What does this mean for the patient? 1. Prostate cancer often spreads to bones, and the spine is one of the most common sites. 2. The spread happens through the bloodstream or lymphatic system. 3. It usually affects the vertebrae (bones of the spine), not the spinal cord itself (though the cord can be compressed).
Why is this serious? • Indicates advanced (stage 4) cancer • May require radiation therapy, hormone therapy, surgery, or pain management • Early detection is important to prevent spinal cord compression, which can cause permanent nerve damage
Summarization
Producing concise summaries of longer content.
Example: BART generates concise summaries for long texts.
Succinct
Briefly and clearly expressed.
Example: Use short, succinct sentence.
Similar words: concise, short, brief, compact
Pronunciation: suhk·singkt
T
Text Classification
Categorizing text into predefined labels.
Text Completion
Generating the continuation of a given text.

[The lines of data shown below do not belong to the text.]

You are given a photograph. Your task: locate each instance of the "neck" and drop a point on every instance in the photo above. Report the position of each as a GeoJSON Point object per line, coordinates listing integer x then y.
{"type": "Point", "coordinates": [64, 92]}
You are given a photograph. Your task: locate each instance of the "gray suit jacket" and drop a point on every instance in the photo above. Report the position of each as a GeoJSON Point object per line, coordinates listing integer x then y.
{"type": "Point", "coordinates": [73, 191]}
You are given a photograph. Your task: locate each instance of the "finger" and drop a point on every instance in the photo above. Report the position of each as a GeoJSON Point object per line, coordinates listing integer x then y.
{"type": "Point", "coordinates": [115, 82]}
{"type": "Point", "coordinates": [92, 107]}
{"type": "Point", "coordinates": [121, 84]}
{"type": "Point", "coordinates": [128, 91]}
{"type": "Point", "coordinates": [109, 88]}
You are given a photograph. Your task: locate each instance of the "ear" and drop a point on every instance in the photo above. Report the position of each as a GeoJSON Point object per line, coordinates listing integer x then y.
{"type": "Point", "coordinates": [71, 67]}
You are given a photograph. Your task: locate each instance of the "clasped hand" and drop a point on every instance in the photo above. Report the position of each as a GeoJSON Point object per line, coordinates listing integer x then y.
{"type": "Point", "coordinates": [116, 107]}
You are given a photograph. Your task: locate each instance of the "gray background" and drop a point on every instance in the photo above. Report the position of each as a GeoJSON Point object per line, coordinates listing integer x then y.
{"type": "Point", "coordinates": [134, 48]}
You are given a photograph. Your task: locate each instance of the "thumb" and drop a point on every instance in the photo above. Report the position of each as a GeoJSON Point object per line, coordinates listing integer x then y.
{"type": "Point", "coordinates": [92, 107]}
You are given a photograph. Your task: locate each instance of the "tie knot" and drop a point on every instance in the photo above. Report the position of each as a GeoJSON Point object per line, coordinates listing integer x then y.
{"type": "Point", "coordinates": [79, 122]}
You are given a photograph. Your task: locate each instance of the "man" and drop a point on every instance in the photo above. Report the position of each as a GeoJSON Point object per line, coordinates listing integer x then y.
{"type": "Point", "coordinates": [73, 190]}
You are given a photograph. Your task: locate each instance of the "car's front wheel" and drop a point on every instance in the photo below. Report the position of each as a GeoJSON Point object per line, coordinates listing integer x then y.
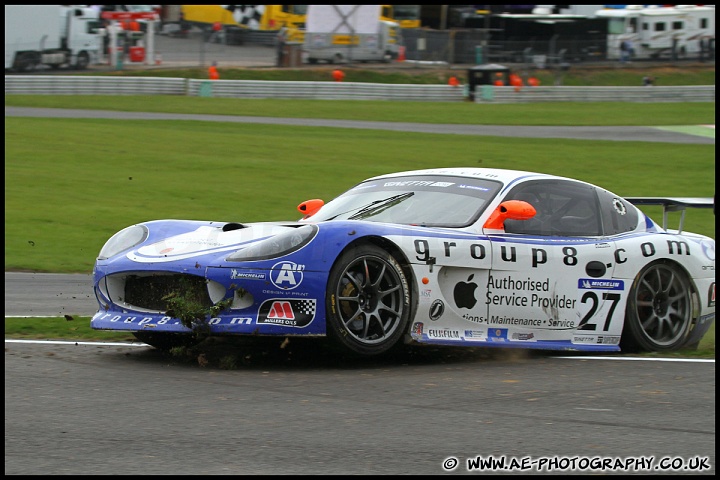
{"type": "Point", "coordinates": [659, 310]}
{"type": "Point", "coordinates": [368, 302]}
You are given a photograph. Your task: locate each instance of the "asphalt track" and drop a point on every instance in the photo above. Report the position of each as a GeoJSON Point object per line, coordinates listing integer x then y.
{"type": "Point", "coordinates": [693, 135]}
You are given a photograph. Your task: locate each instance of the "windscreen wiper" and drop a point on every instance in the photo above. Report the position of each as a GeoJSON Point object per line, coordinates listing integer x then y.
{"type": "Point", "coordinates": [379, 205]}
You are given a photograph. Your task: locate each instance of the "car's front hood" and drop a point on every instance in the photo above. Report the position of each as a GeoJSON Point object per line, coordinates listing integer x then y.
{"type": "Point", "coordinates": [213, 239]}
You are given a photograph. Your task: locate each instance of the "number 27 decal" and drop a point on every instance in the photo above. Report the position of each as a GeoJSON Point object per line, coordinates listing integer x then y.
{"type": "Point", "coordinates": [592, 297]}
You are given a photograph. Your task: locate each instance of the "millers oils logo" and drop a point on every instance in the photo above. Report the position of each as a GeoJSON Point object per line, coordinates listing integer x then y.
{"type": "Point", "coordinates": [288, 313]}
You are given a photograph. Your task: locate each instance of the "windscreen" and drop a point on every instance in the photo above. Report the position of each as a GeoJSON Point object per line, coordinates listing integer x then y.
{"type": "Point", "coordinates": [438, 201]}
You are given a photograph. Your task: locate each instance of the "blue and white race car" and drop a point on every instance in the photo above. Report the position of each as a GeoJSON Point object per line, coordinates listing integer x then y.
{"type": "Point", "coordinates": [454, 256]}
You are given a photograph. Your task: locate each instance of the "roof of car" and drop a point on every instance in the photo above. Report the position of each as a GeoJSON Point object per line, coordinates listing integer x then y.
{"type": "Point", "coordinates": [500, 174]}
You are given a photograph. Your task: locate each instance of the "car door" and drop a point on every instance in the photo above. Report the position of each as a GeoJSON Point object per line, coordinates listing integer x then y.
{"type": "Point", "coordinates": [551, 276]}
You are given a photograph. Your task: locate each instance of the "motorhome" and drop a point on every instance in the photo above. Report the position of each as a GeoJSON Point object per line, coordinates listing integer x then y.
{"type": "Point", "coordinates": [659, 32]}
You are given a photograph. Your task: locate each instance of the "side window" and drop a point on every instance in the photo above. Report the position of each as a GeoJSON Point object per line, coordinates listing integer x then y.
{"type": "Point", "coordinates": [564, 208]}
{"type": "Point", "coordinates": [619, 215]}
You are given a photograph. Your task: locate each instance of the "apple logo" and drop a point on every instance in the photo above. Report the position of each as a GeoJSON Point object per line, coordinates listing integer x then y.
{"type": "Point", "coordinates": [464, 293]}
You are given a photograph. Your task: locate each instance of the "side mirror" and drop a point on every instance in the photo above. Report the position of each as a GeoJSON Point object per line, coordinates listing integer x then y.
{"type": "Point", "coordinates": [310, 207]}
{"type": "Point", "coordinates": [511, 209]}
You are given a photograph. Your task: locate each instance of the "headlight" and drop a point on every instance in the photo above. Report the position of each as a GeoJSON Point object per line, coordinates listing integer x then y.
{"type": "Point", "coordinates": [124, 239]}
{"type": "Point", "coordinates": [276, 246]}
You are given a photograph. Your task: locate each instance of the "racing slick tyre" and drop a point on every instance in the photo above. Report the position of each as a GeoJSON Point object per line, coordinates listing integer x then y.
{"type": "Point", "coordinates": [659, 310]}
{"type": "Point", "coordinates": [167, 341]}
{"type": "Point", "coordinates": [368, 301]}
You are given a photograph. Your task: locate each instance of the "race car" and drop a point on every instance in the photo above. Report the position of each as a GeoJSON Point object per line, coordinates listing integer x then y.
{"type": "Point", "coordinates": [471, 257]}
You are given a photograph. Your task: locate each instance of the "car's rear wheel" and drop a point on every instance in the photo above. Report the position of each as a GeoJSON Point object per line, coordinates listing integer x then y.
{"type": "Point", "coordinates": [368, 301]}
{"type": "Point", "coordinates": [659, 310]}
{"type": "Point", "coordinates": [166, 341]}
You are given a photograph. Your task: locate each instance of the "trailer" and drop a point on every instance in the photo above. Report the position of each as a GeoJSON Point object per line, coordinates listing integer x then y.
{"type": "Point", "coordinates": [675, 32]}
{"type": "Point", "coordinates": [52, 35]}
{"type": "Point", "coordinates": [349, 33]}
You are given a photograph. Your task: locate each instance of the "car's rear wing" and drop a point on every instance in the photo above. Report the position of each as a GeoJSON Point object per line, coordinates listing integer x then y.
{"type": "Point", "coordinates": [674, 204]}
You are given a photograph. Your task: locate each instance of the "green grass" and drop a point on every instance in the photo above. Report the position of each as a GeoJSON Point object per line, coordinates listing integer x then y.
{"type": "Point", "coordinates": [58, 328]}
{"type": "Point", "coordinates": [572, 114]}
{"type": "Point", "coordinates": [71, 183]}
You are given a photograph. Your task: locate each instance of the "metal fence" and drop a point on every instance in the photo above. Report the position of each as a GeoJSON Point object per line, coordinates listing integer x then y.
{"type": "Point", "coordinates": [103, 85]}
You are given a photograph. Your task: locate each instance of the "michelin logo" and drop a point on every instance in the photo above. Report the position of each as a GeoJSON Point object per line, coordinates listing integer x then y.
{"type": "Point", "coordinates": [595, 284]}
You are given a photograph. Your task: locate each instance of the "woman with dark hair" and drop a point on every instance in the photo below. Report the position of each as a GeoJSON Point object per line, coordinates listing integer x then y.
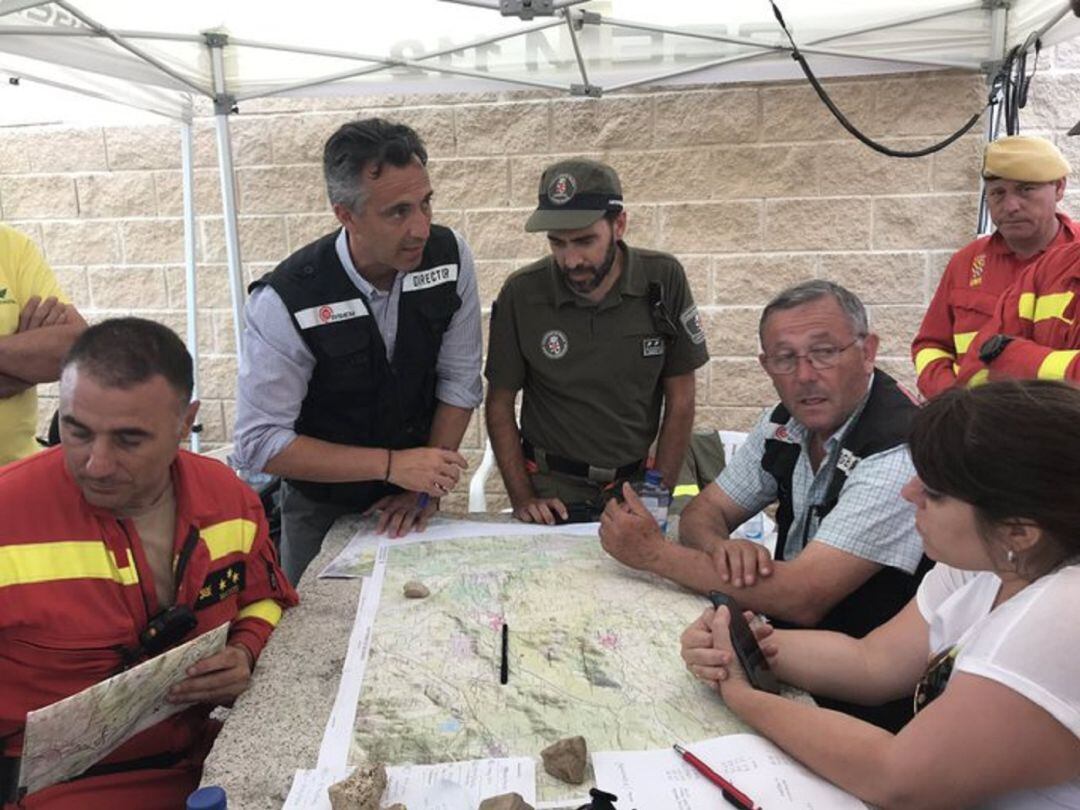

Example: GPT-3 completes text based on context.
Transfer learning
A technique where a model developed for one task is reused as the starting point for a model on a second, related task. In other words, a process in which a (general) pretrained model is fine-tuned in a supervised way - that is, using human-annotated labels - on a given task.
The principle of transfer learning is to leverage knowledge from one domain (source task) to improve learning in another (target task).
Example: Often used in NLP and computer vision, where pre-trained models (e.g., BERT, ResNet) are fine-tuned for new tasks.
Transformer Model
A deep neural network (DNN) architecture primarily used for natural language processing (NLP) tasks. Transformer models rely on attention mechanisms to process data, enabling parallelization and improved performance on sequential data.
Example: Widely used in NLP tasks like translation, text generation, and question-answering; includes models like BERT and GPT.
Trivial
Of little value or importance.
Example: Huge fines were imposed for trivial offences.
Similar words: unimportant, insignificant, minor
Opposite words: non-trivial
U
Uni-directional attention
Decoder models operate in a uni-directional manner, meaning they only consider the context from the left (previous words) when making predictions. They do not access future words, in contrast to the bidirectional attention used in encoder models.
UK Conformity Assessed (UKCA Mark)
- This is the UK’s version of the CE mark that’s required for medical devices (including software), created after Brexit. • It applies to products sold in England, Scotland, and Wales.
A UKCA mark ensures the product meets UK-specific safety and regulatory requirements.
V
Vanishing gradient
A problem in training deep neural networks where gradients become exponentially small as they propagate back through the network layers, making it difficult for the network to learn long-range dependencies.
For more details, refer to Google Developers ML Course.
W
Wintering
(Especially of a bird) spend the winter in a particular place.
Example: birds wintering in the Channel Islands.